When the panel of FDA gathers to review the Johnson & Johnson and Moderna vaccines, experts will discuss whether an additional Moderna dose should contain just half the original shot and the best timing for a second dose (booster) of the single-shot J&J vaccine. Furthermore, the panel will also look into the effectiveness and safety of matching-and-mixing different vaccine brands and something regulators endorsed so far.
According to the CDC, approximately one hundred and three million Americans received full vaccination with the formula of Pfizer, sixty-nine million with Moderna vaccine formula, and fifteen million with the formula of Johnson & Johnson. Officials took up the query of Pfizer booster shots first because the health agency submitted its statistics before the other vaccine makers.

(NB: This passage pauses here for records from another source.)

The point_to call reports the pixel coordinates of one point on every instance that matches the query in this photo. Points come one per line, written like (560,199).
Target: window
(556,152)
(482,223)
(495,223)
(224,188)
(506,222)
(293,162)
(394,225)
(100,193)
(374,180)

The meetings of the FDA come as United States vaccination hiked back more than one million daily on average, an escalation of over fifty percent during the last fifteen days. Pfizer booster shots and employer vaccine mandates mainly drove the rise in vaccination. Though the CDC and FDA so far endorsed Pfizer booster shots for specific groups only, Biden government officials, including Anthony Fauci, suggested that extra doses will ultimately recommend for most Americans.
What are the side effects of booster shots?
The first two doses of the Moderna vaccine contain a hundred micrograms of vaccine each. But the company says fifty micrograms should enough for a booster shot for healthy individuals. Moderna study of three hundred and forty-four people and gave them a fifty-microgram dose six months after their second vaccine shot, an antibody level increased. The drugmaker said the booster dose generated a forty-two-fold rise in antibodies targeting the more infectious delta variant.
The company said that the side effects of booster shots were similar to the fevers and body pain that Moderna vaccine recipients usually experience after their second regular dose. On the other hand, for the people who received the Johnson & Johnson vaccine, the company submitted statistics to the Food and Drug Agency for different options: a booster dose at two months or six months. In its FDA submission, J&J said that a six-month booster dose suggested but that an additional shot could be given at two months depending on the situation.
In September, Johnson & Johnson released statistics that showed that a booster shot injected at two months provided ninety-four percent protection against moderate-to-severe coronavirus infection. J&J refused to share patient data on six-month booster shots, but early measures of antibodies suggest it provides even higher protection. Further, it added that even without a booster dose, its vaccine remains almost eighty percent effective at preventing coronavirus hospitalizations in the United States.